Reader Question: Can I work part time without it affecting my Disability Living Allowance or Incapacity Benefit?

2 min Read Published: 18 Oct 2011

Get an answer to your financial question online Reader Question:

I get Disability Living Allowance (DLA) and Incapacity Benefit at the higher rate. Can I do any part time paid work while on these benefits without having money deducted from them?

My response:

Yes you can.

You can get Disability Living Allowance (DLA) whether or not you work and the benefit isn't usually affected by any savings or income you may have. DLA is based on your care and mobility needs, not ability to work.

As for Incapacity Benefit you are allowed to do some limited work while still claiming - known as Permitted Work.

There are rules about what work you can do and how many hours you can work and you may have to pay Income Tax on your earnings.

To quote the Directgov website

About Permitted Work

Generally, you are not allowed to work while you are getting Incapacity Benefit. You may be able to do some types of work and within certain limits. This is called 'Permitted Work' and it allows you to test your own capacity for doing some work and perhaps gain new skills. You can do Permitted Work from the start of your claim.

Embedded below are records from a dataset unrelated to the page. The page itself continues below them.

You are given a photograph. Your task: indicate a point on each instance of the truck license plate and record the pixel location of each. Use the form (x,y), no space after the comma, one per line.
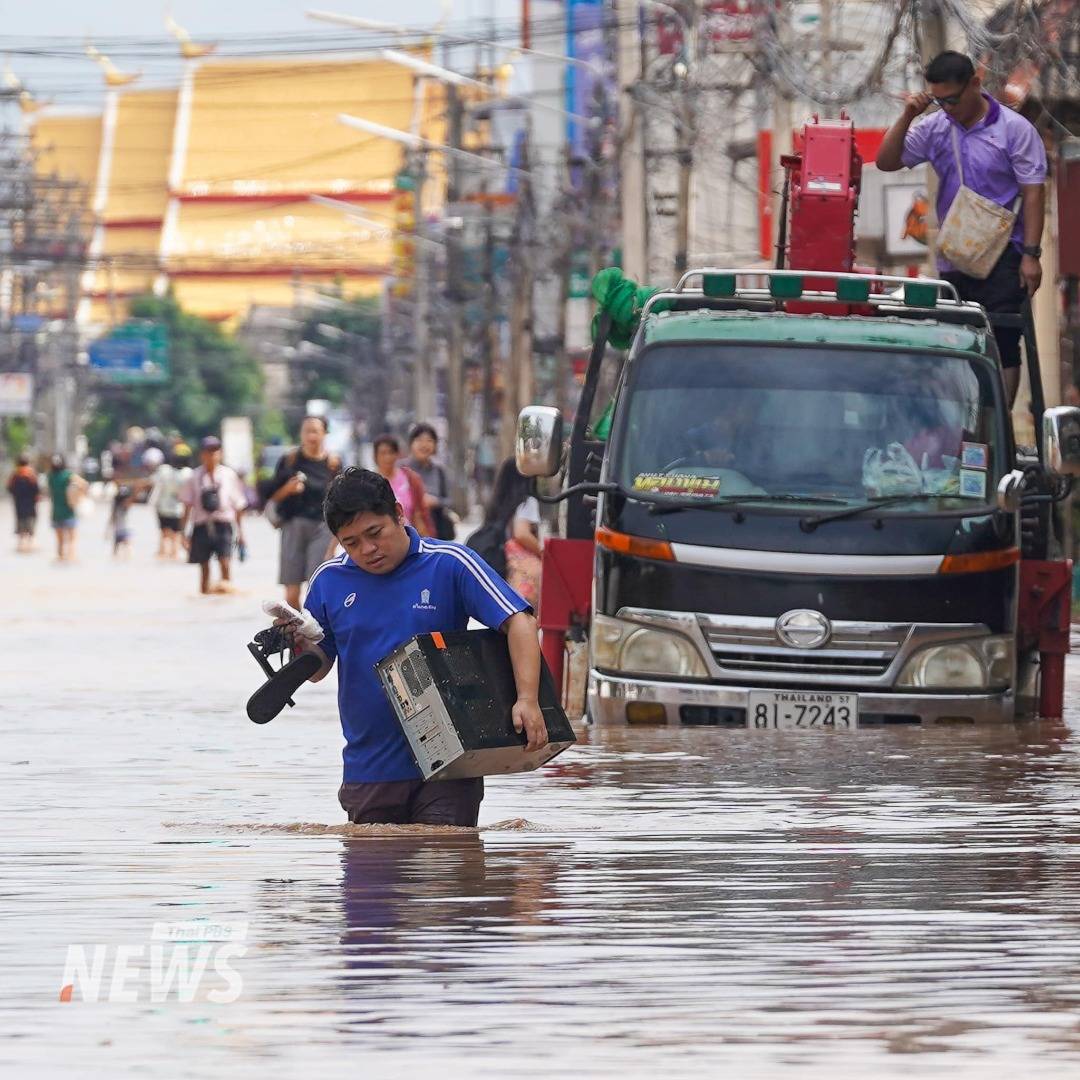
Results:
(802,709)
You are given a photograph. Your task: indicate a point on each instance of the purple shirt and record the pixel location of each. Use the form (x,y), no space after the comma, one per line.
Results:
(999,153)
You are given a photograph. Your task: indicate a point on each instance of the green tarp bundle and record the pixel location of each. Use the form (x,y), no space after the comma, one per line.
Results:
(623,299)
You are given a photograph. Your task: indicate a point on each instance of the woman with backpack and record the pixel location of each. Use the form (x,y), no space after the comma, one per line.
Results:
(407,485)
(509,540)
(298,488)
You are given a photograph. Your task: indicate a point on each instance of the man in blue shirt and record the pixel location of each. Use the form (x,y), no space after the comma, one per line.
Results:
(389,585)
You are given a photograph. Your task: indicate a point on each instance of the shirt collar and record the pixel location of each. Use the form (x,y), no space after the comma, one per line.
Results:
(993,111)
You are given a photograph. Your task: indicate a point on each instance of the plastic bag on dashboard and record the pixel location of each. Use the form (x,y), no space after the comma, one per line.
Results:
(891,471)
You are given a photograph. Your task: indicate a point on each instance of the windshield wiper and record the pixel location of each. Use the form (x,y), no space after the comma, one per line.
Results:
(809,524)
(737,501)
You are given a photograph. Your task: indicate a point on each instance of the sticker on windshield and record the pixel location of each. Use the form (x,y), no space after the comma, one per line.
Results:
(974,456)
(684,484)
(972,484)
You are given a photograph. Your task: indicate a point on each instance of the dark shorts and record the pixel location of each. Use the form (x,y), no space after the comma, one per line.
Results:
(1002,294)
(210,540)
(413,801)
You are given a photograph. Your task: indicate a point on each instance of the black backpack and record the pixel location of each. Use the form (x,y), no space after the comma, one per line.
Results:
(488,542)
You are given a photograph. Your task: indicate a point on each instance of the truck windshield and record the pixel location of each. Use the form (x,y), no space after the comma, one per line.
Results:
(704,422)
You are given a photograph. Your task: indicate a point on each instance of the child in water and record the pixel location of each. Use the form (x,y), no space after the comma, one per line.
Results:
(118,523)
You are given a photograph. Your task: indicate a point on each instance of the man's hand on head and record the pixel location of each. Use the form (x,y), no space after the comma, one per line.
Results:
(915,105)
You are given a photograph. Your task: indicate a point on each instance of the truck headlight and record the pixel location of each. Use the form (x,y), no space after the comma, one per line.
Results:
(634,649)
(982,663)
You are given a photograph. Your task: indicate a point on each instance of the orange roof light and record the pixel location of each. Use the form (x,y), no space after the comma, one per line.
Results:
(980,562)
(625,544)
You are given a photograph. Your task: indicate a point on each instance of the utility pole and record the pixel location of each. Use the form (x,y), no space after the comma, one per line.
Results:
(686,132)
(632,189)
(457,423)
(423,376)
(782,125)
(518,377)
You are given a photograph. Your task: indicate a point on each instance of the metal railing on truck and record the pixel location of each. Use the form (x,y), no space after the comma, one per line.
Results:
(886,294)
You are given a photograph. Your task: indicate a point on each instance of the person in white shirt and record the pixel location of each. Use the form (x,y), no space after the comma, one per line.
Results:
(213,501)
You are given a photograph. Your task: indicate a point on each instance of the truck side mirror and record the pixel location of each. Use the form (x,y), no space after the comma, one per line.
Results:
(539,448)
(1061,440)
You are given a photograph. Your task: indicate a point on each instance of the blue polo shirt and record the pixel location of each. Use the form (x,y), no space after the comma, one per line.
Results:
(437,586)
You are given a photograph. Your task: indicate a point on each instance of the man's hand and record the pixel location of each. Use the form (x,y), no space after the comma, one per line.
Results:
(528,717)
(915,105)
(1030,273)
(293,486)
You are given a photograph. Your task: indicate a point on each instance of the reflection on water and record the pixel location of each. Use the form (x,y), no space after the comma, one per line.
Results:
(683,903)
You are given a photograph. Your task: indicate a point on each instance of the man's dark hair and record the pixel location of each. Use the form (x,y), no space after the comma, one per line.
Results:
(422,429)
(356,490)
(321,419)
(950,68)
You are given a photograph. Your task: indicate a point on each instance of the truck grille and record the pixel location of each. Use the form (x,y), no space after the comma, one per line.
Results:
(751,647)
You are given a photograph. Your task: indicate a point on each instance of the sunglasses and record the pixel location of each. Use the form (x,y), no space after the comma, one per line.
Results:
(953,98)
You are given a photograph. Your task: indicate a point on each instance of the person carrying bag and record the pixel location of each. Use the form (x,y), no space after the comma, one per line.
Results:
(976,229)
(991,170)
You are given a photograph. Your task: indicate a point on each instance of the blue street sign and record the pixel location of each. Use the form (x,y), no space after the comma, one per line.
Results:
(27,324)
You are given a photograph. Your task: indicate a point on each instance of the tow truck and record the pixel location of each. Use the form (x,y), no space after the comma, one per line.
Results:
(802,505)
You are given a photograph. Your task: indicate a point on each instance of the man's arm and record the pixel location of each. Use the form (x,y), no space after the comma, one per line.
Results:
(890,157)
(1034,202)
(326,662)
(521,631)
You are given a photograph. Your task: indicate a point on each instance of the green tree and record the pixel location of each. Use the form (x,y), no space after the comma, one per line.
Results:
(212,376)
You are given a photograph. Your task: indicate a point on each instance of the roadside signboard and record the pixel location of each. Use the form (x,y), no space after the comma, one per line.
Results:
(135,352)
(16,393)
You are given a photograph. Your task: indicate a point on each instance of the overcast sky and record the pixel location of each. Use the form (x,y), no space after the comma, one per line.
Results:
(71,80)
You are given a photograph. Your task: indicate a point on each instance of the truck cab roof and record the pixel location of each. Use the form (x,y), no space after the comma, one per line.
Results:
(777,327)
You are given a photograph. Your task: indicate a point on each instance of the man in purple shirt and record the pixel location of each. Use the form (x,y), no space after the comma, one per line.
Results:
(1003,158)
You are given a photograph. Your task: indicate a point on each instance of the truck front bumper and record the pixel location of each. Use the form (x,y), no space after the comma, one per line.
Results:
(710,704)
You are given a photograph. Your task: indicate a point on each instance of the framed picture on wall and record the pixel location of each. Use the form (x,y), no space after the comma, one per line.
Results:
(908,218)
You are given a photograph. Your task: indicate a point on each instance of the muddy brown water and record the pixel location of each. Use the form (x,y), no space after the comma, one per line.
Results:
(683,903)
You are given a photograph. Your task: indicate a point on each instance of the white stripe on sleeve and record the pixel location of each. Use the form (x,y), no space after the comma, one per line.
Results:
(474,567)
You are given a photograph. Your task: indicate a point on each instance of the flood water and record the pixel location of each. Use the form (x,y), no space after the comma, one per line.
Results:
(683,903)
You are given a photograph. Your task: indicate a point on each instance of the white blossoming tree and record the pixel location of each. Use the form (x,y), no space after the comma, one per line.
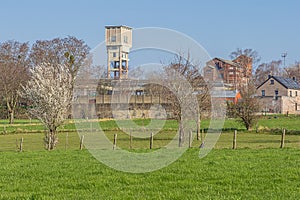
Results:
(49,91)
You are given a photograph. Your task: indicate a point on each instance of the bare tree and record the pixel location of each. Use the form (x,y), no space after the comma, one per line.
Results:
(182,68)
(13,73)
(246,109)
(293,71)
(49,92)
(246,58)
(250,53)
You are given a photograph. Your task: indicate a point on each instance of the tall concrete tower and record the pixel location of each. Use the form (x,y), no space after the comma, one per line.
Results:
(118,44)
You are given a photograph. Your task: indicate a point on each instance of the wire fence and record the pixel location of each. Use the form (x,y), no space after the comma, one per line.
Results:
(131,140)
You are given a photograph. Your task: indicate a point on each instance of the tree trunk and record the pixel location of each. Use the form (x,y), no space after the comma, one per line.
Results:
(11,112)
(51,139)
(181,134)
(11,116)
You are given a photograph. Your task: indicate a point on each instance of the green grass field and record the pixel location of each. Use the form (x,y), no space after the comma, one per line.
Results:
(258,169)
(223,174)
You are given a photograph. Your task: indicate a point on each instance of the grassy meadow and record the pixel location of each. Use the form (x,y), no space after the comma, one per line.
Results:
(258,169)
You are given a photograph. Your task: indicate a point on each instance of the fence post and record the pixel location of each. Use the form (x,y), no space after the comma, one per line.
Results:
(190,139)
(21,144)
(234,139)
(81,142)
(67,142)
(17,145)
(282,138)
(198,128)
(49,141)
(130,138)
(151,140)
(115,141)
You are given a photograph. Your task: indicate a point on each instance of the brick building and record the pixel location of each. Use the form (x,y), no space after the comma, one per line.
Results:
(279,95)
(233,72)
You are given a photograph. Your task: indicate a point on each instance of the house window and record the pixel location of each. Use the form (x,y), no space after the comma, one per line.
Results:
(125,39)
(113,38)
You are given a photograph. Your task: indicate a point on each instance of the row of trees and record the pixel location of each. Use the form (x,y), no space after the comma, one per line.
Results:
(43,76)
(17,59)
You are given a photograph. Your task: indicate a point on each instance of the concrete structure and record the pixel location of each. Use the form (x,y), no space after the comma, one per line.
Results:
(118,43)
(227,95)
(279,95)
(232,72)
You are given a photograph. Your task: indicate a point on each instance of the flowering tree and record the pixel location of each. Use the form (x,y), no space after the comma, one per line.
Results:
(49,92)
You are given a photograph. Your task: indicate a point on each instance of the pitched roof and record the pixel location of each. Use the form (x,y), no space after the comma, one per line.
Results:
(228,61)
(288,83)
(224,93)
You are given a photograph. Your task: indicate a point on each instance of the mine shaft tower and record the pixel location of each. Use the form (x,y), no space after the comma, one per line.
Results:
(118,44)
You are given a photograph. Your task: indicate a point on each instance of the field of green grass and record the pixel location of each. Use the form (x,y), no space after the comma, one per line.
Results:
(223,174)
(258,169)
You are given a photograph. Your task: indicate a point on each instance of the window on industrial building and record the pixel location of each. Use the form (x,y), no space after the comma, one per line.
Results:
(125,39)
(113,38)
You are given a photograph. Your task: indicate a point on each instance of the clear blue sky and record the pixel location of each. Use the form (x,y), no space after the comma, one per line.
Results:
(220,26)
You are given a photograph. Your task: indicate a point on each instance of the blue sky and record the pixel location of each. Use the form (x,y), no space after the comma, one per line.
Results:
(269,27)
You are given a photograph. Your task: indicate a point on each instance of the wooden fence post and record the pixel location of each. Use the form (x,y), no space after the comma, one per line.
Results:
(190,139)
(21,144)
(115,141)
(17,145)
(151,140)
(67,142)
(282,138)
(130,138)
(49,141)
(81,142)
(234,139)
(198,128)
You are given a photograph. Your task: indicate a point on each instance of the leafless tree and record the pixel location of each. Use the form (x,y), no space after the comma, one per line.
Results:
(49,92)
(69,51)
(250,53)
(246,109)
(13,73)
(246,58)
(181,79)
(293,71)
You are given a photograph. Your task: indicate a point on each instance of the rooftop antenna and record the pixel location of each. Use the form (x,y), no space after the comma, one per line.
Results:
(284,55)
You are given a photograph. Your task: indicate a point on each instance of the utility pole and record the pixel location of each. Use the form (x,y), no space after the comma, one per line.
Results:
(284,55)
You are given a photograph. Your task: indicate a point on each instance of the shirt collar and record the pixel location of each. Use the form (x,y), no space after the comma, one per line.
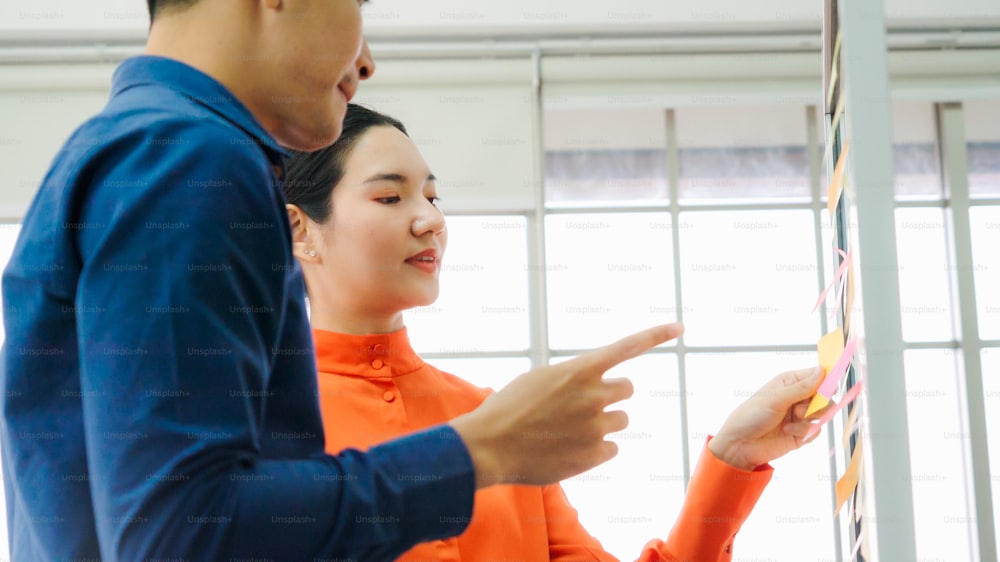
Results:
(369,356)
(198,87)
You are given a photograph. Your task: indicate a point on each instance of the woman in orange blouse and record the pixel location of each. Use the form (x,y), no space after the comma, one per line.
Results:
(372,248)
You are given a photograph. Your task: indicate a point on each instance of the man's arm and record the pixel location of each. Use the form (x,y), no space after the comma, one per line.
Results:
(177,366)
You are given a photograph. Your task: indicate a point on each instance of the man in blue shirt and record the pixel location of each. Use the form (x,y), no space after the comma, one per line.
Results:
(159,387)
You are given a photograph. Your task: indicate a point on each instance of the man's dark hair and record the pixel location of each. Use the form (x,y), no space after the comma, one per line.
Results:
(159,6)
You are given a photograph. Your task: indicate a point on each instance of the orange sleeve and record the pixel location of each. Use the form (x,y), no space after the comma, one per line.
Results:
(718,500)
(568,540)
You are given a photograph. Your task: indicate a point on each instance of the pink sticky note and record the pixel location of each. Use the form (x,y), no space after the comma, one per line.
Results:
(849,397)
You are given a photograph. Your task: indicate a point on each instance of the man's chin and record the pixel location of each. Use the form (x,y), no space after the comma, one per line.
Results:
(312,139)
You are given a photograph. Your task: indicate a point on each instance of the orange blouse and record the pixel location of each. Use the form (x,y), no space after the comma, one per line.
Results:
(373,388)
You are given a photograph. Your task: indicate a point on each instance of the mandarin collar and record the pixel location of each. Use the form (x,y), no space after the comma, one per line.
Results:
(369,356)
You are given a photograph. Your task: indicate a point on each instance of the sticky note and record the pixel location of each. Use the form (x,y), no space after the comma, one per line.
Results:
(849,397)
(849,481)
(832,381)
(830,348)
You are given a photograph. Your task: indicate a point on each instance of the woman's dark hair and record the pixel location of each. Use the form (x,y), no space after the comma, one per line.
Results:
(311,176)
(158,6)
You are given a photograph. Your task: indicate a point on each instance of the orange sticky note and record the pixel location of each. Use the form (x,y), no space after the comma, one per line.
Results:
(849,481)
(849,301)
(837,181)
(830,348)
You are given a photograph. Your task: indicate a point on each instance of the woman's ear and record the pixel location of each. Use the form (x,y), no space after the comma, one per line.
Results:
(302,243)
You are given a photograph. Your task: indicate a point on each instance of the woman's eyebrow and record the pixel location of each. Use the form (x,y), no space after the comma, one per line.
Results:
(394,177)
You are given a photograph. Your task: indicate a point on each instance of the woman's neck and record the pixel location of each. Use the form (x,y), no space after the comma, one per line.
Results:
(352,322)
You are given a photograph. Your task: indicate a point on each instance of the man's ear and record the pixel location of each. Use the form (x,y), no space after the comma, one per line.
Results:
(302,244)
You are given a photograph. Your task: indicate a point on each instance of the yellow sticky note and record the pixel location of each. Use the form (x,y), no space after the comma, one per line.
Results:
(830,348)
(849,481)
(849,304)
(837,181)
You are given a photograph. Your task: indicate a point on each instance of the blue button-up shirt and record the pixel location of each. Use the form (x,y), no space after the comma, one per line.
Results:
(159,385)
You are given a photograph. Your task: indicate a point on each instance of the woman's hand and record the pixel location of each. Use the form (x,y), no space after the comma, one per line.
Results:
(770,423)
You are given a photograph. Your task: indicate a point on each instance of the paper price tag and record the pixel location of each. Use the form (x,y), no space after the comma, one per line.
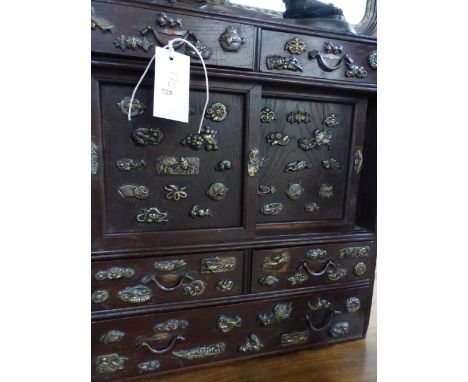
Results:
(171,85)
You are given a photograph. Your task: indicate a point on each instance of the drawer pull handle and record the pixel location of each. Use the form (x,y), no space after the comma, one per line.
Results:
(329,265)
(144,343)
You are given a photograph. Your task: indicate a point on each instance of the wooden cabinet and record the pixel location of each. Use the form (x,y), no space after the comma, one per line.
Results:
(255,236)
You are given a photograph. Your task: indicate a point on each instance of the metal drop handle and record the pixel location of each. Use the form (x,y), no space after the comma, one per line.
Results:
(144,343)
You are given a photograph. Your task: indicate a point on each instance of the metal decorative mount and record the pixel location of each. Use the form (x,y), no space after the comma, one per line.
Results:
(298,278)
(311,207)
(373,59)
(277,139)
(110,363)
(331,120)
(126,164)
(224,286)
(174,166)
(133,191)
(320,303)
(295,46)
(298,117)
(284,63)
(359,269)
(276,261)
(269,280)
(267,115)
(232,40)
(112,337)
(146,366)
(251,343)
(101,23)
(197,212)
(169,265)
(217,112)
(114,273)
(294,191)
(272,208)
(339,329)
(223,165)
(357,162)
(255,162)
(321,138)
(137,106)
(326,191)
(331,163)
(145,136)
(206,139)
(279,312)
(352,304)
(201,351)
(217,264)
(217,191)
(170,326)
(100,296)
(265,190)
(152,215)
(136,294)
(132,42)
(94,158)
(295,338)
(317,253)
(354,252)
(297,165)
(175,192)
(227,323)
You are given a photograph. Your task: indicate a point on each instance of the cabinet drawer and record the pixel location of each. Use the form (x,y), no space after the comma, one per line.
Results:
(327,66)
(303,267)
(158,280)
(138,30)
(129,347)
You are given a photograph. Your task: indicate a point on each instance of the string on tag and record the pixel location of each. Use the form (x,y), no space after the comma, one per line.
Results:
(170,46)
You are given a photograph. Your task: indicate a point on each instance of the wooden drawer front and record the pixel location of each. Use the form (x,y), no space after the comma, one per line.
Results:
(135,346)
(274,44)
(303,267)
(158,280)
(297,188)
(130,21)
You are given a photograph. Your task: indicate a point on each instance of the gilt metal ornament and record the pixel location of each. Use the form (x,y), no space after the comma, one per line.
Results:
(127,164)
(145,136)
(217,112)
(277,139)
(227,323)
(152,215)
(166,165)
(321,138)
(267,115)
(284,63)
(231,40)
(272,208)
(205,139)
(136,294)
(175,193)
(217,191)
(217,264)
(297,165)
(294,191)
(251,343)
(295,46)
(278,313)
(133,191)
(197,212)
(138,107)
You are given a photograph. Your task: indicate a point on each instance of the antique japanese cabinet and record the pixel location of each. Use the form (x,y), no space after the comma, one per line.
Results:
(256,236)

You don’t need permission to do Permitted Work, but you must check that the work you want to do is allowed under the rules. You should discuss this with your personal adviser.

You do not need approval from your doctor or have to have a medical assessment just because you are doing Permitted Work. If a medical assessment is due as part of your ongoing benefits-related review, it will go ahead as planned.

Permitted Work is a benefit arrangement - employers do not offer 'permitted work'.

The Permitted Work rules

Under the Permitted Work rules you can:

  • work for less than 16 hours a week on average, with earnings up to £97.50 a week for 52 weeks
  • work for less than 16 hours a week, on average, and earn up to £97.50 a week for as long as your illness or disability is considered so severe that you are meeting the threshold of incapacity without having a medical assessment
  • work and earn up to £20 a week, at any time, for as long as you are receiving Incapacity Benefit
  • do Supported Permitted Work and earn up to £97.50 a week for as long as you are receiving Incapacity Benefit

Supported Permitted Work means work that is supervised. By someone who is employed by a public or local council or voluntary organisation, whose job it is to arrange work for disabled people. This could be work done in the community or in a sheltered workshop.

Also I suggest that you talk to Tax Credits helpline if you are at all unsure or your circumstances change 0845 300 3900.